Kwik et al. (2025) examined the difficulties in diagnosing maladaptive pain in dogs referred for behavioral complaints. The study emphasizes that behavioral changes in dogs may originate from a primary behavioral disorder, underlying pain, or a combination of both. Clinical signs are often subtle, non-specific, or absent during veterinary examinations, complicating accurate diagnosis.
The researchers applied a Toolbox approach, integrating caregiver questionnaires, home video analysis, medical history, clinical observation, and structured timelines. To facilitate case evaluation, behavioral signs were classified as green flags (adaptive) or red flags (maladaptive). Of ten dogs assessed, seven were flagged for potential maladaptive pain, which was later confirmed by imaging in three cases. Multimodal treatment—combining pharmacological, behavioral, and environmental strategies—resulted in recovery in six out of seven dogs.
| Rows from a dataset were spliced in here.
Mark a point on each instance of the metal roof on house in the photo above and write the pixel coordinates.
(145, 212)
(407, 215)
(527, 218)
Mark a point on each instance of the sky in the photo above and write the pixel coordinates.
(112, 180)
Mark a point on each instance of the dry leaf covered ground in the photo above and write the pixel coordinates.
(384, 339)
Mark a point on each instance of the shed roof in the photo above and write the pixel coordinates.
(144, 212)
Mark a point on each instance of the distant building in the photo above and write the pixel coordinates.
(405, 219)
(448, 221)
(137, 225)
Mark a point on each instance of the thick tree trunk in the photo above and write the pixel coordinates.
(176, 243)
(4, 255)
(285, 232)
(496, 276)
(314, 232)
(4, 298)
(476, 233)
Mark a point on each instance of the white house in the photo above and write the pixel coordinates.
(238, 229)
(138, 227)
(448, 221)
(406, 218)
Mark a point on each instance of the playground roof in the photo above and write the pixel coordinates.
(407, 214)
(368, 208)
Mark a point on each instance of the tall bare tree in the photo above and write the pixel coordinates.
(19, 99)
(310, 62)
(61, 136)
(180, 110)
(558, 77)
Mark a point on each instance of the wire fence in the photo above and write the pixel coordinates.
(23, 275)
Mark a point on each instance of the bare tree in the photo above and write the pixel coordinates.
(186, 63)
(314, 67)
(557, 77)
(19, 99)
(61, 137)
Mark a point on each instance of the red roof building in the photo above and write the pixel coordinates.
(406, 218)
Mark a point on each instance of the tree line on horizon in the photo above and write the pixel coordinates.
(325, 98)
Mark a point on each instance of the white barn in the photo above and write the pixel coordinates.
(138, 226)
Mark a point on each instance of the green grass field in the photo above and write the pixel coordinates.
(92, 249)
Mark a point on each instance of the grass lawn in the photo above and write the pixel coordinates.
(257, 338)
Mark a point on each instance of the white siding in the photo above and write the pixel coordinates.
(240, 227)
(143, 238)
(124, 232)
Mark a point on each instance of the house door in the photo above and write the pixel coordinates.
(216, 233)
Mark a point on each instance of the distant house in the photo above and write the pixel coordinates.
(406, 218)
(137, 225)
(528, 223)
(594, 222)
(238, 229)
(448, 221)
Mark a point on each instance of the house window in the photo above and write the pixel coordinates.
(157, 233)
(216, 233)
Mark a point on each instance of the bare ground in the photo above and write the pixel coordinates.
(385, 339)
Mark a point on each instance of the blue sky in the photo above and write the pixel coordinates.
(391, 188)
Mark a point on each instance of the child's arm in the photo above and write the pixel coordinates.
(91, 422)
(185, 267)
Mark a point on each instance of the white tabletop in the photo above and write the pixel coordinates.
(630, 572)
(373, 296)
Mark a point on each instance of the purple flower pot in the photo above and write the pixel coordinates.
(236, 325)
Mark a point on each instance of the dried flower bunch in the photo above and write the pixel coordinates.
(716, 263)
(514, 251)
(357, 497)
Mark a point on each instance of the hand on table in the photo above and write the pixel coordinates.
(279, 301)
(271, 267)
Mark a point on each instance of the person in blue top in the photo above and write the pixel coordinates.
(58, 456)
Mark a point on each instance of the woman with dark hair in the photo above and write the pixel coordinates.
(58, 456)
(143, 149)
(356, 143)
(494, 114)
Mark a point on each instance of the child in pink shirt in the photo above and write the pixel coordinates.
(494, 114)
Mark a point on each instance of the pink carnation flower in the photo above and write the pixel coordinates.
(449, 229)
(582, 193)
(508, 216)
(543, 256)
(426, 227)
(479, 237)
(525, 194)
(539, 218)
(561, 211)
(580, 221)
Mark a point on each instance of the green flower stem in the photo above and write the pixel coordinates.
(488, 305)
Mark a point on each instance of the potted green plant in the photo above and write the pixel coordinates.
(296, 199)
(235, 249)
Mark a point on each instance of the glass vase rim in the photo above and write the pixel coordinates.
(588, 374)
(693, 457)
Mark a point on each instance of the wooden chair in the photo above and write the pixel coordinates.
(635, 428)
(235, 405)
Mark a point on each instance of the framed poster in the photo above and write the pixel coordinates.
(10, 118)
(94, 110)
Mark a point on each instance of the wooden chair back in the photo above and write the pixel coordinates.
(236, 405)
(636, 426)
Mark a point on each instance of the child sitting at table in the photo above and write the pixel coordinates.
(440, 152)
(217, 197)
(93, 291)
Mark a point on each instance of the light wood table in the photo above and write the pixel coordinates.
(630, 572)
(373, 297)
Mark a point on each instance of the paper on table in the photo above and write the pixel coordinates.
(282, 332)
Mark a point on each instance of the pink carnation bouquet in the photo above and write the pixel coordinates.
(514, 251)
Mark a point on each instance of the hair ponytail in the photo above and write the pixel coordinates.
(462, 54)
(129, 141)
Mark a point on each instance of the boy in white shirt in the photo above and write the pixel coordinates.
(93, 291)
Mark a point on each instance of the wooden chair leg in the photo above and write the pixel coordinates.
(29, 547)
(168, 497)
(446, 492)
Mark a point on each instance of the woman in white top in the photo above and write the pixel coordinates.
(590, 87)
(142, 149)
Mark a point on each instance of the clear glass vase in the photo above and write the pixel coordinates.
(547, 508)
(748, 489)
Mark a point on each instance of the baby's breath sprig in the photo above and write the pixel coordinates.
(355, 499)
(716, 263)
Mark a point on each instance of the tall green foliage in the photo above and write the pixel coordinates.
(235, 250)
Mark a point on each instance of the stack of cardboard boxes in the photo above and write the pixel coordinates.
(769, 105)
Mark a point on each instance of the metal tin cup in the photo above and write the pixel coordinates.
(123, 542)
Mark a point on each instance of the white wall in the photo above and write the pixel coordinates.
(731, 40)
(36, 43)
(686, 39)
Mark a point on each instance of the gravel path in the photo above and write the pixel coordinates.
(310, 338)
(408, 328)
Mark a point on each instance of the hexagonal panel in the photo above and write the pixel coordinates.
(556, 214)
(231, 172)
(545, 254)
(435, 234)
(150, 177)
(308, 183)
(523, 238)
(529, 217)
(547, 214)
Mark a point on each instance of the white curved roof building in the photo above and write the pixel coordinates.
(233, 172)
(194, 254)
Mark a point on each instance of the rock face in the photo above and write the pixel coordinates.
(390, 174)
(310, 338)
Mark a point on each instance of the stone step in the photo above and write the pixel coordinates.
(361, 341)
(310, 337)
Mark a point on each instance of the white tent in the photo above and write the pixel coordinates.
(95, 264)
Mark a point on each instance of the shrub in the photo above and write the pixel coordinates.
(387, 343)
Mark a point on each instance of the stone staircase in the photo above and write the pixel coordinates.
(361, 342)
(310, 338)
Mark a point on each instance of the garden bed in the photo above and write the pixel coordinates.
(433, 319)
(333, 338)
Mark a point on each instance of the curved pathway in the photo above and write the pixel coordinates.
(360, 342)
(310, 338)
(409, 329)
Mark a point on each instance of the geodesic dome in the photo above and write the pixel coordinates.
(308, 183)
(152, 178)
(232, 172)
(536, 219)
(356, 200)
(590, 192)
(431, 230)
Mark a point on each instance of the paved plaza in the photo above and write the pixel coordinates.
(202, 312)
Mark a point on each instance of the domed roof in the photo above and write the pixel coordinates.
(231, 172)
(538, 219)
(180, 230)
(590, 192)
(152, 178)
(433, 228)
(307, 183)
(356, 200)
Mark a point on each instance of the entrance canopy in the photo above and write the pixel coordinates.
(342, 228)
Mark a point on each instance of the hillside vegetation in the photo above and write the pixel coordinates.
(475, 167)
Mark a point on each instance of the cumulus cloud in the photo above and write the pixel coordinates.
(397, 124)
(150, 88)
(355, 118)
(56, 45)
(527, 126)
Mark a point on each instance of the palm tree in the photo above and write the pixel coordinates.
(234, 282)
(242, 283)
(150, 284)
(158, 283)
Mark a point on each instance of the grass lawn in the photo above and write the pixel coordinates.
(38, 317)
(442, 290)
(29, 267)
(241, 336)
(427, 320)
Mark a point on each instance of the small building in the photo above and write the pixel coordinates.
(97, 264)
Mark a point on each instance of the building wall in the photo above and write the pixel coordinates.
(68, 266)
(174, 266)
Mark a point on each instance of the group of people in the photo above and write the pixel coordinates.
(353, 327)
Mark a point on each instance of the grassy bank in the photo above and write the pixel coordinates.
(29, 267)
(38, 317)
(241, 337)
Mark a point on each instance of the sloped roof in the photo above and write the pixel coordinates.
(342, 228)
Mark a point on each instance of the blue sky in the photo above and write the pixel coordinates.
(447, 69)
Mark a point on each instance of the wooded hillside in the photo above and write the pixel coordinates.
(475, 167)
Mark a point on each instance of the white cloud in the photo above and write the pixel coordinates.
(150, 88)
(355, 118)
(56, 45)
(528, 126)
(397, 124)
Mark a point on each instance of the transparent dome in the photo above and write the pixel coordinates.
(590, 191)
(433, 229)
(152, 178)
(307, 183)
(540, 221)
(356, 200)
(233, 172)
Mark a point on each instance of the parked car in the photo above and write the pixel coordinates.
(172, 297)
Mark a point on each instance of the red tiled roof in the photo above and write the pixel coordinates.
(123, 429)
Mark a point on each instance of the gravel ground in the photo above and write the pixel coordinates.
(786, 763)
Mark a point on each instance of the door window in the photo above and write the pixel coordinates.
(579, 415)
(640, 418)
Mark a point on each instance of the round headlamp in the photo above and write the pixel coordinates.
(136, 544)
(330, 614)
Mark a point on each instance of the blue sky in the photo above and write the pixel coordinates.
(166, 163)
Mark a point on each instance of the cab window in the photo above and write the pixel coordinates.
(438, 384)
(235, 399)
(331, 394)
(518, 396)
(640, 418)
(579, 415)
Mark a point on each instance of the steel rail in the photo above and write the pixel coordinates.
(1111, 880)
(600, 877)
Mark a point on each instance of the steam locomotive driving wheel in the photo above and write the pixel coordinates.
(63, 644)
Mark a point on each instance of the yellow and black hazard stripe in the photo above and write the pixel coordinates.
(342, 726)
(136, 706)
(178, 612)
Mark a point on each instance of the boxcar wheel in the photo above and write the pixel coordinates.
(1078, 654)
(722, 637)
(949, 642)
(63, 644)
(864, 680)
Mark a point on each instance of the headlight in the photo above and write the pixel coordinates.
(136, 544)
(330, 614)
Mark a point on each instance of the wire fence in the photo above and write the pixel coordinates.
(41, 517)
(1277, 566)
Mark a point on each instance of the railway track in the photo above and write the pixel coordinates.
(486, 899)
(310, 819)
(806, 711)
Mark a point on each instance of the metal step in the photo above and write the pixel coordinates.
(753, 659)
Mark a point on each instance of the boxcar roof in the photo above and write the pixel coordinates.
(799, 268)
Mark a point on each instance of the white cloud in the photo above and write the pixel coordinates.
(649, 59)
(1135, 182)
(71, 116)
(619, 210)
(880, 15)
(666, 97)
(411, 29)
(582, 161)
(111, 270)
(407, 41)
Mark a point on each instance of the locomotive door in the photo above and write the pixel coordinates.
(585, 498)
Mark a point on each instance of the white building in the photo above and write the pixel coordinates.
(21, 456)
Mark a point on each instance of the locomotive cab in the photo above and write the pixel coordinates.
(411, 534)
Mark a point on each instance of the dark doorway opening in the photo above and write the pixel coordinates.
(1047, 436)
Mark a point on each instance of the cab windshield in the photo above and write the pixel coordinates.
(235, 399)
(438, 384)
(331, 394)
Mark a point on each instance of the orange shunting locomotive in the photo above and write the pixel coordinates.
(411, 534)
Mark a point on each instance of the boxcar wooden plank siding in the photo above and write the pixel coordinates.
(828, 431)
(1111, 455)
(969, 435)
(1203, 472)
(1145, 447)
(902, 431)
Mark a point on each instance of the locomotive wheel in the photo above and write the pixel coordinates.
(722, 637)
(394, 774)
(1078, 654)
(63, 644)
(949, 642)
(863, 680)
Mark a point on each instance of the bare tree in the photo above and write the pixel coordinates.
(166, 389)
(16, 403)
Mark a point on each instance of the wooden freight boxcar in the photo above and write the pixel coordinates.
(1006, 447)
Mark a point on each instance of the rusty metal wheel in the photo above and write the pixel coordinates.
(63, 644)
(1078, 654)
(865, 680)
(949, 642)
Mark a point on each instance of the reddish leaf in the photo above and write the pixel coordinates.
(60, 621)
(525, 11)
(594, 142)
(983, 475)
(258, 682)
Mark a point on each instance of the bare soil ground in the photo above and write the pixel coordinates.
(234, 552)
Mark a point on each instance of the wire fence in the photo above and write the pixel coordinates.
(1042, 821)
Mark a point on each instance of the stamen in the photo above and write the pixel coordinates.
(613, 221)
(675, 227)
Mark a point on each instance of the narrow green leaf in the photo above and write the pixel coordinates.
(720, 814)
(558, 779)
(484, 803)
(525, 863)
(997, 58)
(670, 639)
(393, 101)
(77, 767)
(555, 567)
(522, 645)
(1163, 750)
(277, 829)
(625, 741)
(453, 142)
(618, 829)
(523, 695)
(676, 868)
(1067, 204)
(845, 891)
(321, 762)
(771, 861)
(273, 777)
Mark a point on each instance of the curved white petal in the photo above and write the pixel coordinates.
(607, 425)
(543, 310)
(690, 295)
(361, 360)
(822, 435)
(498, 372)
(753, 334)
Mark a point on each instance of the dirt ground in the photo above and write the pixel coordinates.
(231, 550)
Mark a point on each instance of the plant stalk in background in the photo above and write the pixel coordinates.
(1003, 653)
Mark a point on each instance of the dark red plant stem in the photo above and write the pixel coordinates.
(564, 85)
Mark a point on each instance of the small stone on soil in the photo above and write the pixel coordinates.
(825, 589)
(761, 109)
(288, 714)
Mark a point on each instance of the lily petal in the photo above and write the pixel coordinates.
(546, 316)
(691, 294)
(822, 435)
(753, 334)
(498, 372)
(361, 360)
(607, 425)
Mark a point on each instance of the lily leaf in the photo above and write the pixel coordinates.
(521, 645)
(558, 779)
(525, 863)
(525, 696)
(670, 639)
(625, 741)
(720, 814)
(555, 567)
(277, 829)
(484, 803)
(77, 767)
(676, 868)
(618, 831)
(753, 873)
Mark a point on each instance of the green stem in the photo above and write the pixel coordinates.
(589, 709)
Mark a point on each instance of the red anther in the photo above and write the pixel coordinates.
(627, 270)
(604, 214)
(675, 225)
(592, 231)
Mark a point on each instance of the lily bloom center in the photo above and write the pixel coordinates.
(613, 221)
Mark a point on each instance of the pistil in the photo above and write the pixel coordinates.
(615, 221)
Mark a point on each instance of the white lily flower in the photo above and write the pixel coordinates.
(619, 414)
Among the three dogs with histories of behavioral decline, all were confirmed via imaging to suffer from maladaptive pain. Treatment outcomes varied, with two dogs partially recovering and one euthanized due to neoplasia. Diagnostic challenges identified by the authors included bias in behavioral observation, limitations in clinical exams, and misinterpretation of signs. The study stresses that successful management requires multimodal treatment and careful diagnostic differentiation.
This research highlights the importance of recognizing pain as a hidden driver of problem behaviors in dogs. By applying structured diagnostic tools and considering red-flag signals, veterinarians and caregivers can significantly improve canine welfare and reduce mismanagement of behavioral cases.
Source: Kwik, J., De Keuster, T. C. B. M., Bosmans, T., & Mottet, J. (2025). Detection of maladaptive pain in dogs referred for behavioral complaints: challenges and opportunities. Frontiers in Behavioral Neuroscience, 19. Authors: Jenthe Kwik, T. C. B. M. De Keuster, T. Bosmans, J. Mottet. Journal: Frontiers in Behavioral Neuroscience.